For a fraction of a second, the milky white in her eyes flickered. A tiny pinprick of reef-green light struggled to surface, and her hand twitched, her fingers searching for the silver band that was no longer there. Her face contorted into a mask of pure, human agony.
"Kev...in..." she rasped, her true voice cracking through the static. "Help... it's... so dark..."
"I've got you," he whispered, pulling her against his chest.
But the "Hypnosis of the Deep" was a jealous master. The water in the cathedral surged violently, rising to their waists in a matter of seconds. The tiny spark in Undine’s eyes was extinguished, drowned by a flood of blinding white.
Her body went rigid. Her arms, governed by the ancient law, slowly rose and wrapped around Kevin’s neck. It looked like an embrace, but there was no warmth in it. It was the grip of a drowning person—or an executioner.
Suddenly, the stained-glass windows of the cathedral shattered simultaneously.

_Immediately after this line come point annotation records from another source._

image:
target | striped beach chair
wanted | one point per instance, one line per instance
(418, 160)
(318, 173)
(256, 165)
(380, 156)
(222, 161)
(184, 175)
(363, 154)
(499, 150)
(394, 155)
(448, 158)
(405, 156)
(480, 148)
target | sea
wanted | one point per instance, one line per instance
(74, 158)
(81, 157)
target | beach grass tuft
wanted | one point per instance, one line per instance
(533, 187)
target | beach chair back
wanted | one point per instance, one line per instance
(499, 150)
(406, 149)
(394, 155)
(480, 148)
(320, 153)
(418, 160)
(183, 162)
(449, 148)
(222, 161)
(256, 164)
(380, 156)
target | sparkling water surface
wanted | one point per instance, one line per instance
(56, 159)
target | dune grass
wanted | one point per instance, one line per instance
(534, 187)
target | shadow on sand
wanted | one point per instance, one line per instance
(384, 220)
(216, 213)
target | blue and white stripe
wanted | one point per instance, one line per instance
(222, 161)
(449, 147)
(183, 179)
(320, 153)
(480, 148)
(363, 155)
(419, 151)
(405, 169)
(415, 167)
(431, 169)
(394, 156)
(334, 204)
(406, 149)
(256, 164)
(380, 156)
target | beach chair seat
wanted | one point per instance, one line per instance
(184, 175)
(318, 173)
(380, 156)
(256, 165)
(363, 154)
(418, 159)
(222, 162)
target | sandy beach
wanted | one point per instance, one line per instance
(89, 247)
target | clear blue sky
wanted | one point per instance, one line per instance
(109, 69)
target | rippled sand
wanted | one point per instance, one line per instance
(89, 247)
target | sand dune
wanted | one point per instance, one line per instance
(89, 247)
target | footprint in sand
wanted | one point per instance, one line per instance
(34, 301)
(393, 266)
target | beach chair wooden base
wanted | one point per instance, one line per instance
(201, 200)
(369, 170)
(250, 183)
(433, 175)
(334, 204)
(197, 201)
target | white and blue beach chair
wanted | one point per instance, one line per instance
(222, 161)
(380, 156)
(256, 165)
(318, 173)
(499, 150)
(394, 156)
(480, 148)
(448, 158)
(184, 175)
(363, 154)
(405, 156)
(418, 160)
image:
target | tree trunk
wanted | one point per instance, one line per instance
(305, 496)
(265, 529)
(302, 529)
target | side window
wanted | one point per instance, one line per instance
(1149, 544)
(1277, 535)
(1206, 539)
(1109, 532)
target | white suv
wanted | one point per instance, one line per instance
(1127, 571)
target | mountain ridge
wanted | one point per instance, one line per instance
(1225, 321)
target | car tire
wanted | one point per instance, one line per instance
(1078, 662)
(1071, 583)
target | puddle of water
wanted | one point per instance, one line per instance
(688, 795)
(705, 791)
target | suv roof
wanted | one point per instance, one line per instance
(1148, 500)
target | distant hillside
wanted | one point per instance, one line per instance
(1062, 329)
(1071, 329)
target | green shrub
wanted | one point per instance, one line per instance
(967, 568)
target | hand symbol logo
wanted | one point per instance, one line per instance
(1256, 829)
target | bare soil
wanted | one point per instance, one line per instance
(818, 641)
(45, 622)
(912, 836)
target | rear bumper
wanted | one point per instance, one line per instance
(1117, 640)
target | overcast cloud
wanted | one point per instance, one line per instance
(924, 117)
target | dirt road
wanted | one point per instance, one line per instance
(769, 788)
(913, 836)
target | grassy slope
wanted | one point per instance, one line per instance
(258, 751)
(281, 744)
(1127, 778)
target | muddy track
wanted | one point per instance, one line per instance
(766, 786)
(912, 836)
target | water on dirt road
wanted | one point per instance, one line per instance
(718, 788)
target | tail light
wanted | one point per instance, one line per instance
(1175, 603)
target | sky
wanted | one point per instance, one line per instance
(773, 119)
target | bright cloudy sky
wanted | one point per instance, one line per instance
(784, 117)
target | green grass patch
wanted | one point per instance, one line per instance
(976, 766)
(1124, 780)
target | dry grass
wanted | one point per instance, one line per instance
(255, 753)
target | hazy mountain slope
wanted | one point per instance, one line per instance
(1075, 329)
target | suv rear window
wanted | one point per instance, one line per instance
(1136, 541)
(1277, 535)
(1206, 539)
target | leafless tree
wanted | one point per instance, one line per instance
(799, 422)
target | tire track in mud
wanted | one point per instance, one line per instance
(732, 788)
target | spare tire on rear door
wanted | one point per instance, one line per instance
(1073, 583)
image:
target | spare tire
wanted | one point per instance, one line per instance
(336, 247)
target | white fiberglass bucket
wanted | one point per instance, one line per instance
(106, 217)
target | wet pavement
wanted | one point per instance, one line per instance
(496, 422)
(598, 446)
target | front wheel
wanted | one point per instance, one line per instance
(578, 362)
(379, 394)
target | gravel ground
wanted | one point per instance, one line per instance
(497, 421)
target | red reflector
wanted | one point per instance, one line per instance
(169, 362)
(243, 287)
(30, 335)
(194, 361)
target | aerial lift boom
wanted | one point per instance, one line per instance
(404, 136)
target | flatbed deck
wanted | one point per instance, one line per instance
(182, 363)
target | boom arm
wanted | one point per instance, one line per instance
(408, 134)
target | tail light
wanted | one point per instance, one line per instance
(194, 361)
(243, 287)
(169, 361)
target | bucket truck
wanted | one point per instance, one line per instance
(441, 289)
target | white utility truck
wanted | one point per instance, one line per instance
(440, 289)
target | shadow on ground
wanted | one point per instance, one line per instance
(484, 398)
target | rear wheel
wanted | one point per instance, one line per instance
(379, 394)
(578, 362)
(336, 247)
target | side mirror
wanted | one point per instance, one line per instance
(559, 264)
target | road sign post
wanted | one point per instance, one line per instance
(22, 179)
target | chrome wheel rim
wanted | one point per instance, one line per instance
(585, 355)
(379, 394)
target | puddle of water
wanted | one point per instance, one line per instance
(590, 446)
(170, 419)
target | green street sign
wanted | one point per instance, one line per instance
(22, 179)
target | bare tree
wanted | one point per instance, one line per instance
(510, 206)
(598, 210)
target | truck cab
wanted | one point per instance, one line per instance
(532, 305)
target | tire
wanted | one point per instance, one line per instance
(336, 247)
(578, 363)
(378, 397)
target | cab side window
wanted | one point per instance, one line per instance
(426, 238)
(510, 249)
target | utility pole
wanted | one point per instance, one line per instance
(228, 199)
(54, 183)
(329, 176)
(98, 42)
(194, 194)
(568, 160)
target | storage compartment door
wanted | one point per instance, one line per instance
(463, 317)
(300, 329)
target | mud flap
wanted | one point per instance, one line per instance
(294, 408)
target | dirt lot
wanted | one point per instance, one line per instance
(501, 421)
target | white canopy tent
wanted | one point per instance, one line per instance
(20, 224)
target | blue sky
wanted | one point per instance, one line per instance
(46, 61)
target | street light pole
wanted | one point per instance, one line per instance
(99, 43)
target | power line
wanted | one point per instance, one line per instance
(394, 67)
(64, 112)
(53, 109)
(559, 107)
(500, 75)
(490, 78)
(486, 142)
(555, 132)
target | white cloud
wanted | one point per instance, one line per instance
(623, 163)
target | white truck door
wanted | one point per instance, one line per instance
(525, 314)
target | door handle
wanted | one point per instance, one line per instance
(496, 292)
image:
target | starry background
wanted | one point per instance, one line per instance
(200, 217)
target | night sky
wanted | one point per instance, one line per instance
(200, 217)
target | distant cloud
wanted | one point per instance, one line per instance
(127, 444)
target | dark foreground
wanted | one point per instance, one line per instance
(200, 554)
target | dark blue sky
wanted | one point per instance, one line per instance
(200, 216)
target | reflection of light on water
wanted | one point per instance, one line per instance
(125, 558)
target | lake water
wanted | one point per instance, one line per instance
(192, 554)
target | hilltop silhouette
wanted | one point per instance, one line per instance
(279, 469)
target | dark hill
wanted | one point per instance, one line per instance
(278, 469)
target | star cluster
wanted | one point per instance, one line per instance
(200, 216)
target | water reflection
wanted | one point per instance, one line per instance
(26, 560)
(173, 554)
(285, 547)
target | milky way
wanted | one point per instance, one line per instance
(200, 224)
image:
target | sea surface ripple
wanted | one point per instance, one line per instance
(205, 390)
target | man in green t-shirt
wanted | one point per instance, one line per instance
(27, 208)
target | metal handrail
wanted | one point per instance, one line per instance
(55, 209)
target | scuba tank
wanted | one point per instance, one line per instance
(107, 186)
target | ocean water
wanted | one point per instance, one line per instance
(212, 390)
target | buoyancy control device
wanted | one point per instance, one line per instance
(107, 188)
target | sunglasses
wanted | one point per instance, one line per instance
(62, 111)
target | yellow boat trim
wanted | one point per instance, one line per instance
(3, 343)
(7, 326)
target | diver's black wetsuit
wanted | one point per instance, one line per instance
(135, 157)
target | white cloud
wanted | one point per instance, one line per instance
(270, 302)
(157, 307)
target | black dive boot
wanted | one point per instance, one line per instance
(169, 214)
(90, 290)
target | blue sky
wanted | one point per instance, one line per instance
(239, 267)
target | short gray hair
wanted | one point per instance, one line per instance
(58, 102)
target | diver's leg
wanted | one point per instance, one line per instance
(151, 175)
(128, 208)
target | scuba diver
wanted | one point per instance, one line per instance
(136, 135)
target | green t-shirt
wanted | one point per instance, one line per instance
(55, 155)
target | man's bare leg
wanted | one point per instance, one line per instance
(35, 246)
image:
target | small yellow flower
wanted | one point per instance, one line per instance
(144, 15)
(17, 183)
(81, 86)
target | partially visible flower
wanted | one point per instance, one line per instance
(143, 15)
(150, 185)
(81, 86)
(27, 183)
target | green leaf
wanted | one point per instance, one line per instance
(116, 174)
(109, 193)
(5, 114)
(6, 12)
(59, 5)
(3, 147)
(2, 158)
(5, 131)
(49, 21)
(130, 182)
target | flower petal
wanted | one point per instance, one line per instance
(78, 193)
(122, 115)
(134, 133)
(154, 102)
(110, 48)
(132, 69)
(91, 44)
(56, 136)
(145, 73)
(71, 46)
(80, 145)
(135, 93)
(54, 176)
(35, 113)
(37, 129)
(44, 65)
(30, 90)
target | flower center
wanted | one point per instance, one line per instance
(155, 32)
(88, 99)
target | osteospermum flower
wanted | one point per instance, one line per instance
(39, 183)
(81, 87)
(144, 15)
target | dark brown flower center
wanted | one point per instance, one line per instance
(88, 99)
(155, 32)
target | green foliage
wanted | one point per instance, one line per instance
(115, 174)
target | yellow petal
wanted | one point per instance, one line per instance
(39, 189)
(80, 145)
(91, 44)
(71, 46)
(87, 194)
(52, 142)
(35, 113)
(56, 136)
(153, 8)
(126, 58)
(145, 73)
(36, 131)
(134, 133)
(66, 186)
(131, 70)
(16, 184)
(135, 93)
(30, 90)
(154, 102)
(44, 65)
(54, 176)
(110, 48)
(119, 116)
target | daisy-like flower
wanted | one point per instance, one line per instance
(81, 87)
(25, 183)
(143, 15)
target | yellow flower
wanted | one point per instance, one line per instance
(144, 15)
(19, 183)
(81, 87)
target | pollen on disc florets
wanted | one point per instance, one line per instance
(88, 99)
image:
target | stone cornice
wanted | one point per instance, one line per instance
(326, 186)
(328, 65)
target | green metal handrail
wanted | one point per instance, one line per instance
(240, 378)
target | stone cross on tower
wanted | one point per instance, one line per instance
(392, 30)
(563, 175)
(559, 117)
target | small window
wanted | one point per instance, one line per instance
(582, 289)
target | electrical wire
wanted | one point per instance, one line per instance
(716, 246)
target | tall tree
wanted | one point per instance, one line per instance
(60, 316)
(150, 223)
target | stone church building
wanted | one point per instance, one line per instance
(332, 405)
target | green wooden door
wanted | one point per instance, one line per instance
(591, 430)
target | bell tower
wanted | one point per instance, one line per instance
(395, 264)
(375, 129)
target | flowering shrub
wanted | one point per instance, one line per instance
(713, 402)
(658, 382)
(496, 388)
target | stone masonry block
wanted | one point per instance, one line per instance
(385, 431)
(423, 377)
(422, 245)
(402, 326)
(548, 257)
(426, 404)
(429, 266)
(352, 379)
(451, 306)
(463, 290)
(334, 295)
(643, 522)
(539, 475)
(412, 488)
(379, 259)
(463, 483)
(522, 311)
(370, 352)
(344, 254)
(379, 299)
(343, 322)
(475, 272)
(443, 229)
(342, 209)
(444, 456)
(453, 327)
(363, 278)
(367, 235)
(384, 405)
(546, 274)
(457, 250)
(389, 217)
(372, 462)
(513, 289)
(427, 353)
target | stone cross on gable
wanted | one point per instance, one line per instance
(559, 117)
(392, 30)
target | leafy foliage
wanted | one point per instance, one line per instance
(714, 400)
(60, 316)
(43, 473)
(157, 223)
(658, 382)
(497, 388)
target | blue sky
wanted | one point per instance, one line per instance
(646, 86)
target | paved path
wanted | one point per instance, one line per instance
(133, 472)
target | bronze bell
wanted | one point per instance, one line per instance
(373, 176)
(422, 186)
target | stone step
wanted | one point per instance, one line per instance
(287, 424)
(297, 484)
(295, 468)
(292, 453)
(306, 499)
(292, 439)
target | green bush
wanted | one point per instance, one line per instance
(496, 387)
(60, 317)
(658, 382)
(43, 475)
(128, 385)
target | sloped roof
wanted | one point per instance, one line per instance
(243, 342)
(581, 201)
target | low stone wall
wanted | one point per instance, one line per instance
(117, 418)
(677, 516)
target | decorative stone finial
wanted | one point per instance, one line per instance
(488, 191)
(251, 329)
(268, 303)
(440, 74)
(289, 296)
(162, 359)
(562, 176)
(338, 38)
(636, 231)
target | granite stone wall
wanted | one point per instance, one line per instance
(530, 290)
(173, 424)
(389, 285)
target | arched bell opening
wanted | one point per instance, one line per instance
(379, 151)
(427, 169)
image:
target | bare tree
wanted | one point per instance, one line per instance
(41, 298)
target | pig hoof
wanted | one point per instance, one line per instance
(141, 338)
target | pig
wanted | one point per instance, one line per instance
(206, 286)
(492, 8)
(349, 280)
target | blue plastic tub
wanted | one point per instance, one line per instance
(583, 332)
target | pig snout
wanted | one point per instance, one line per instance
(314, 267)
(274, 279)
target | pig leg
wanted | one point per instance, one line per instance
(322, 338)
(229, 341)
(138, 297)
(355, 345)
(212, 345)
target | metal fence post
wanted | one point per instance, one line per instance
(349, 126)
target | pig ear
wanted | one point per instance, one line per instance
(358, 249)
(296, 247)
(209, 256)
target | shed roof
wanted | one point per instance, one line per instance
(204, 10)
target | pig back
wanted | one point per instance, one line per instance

Millions of shards of colored glass rained down like diamonds as the Atlantic Ocean, fueled by the unnatural storm, came pouring into the sanctuary.
"Kevin!" Marcus screamed, standing on the altar as the water rose to his chest. "Let her go! Save yourself!"
Kevin looked at his father—the man who had traded his son's happiness for a shipping lane. Then he looked at Undine. Her face was calm now, a beautiful, brainwashed mask of death. She wasn't his Undine anymore; she was a wave, and he was the shore.
"I'm not leaving her again, Dad," Kevin said, his voice strangely peaceful over the roar of the flooding church. "I’m fulfilling the Vow."
Undine’s grip tightened. The water reached their chins. Outside, the entire city began to submerge, the streetlights flickering out one by one as the "Trance of the Tides" pulled the world of stone back into the world of salt.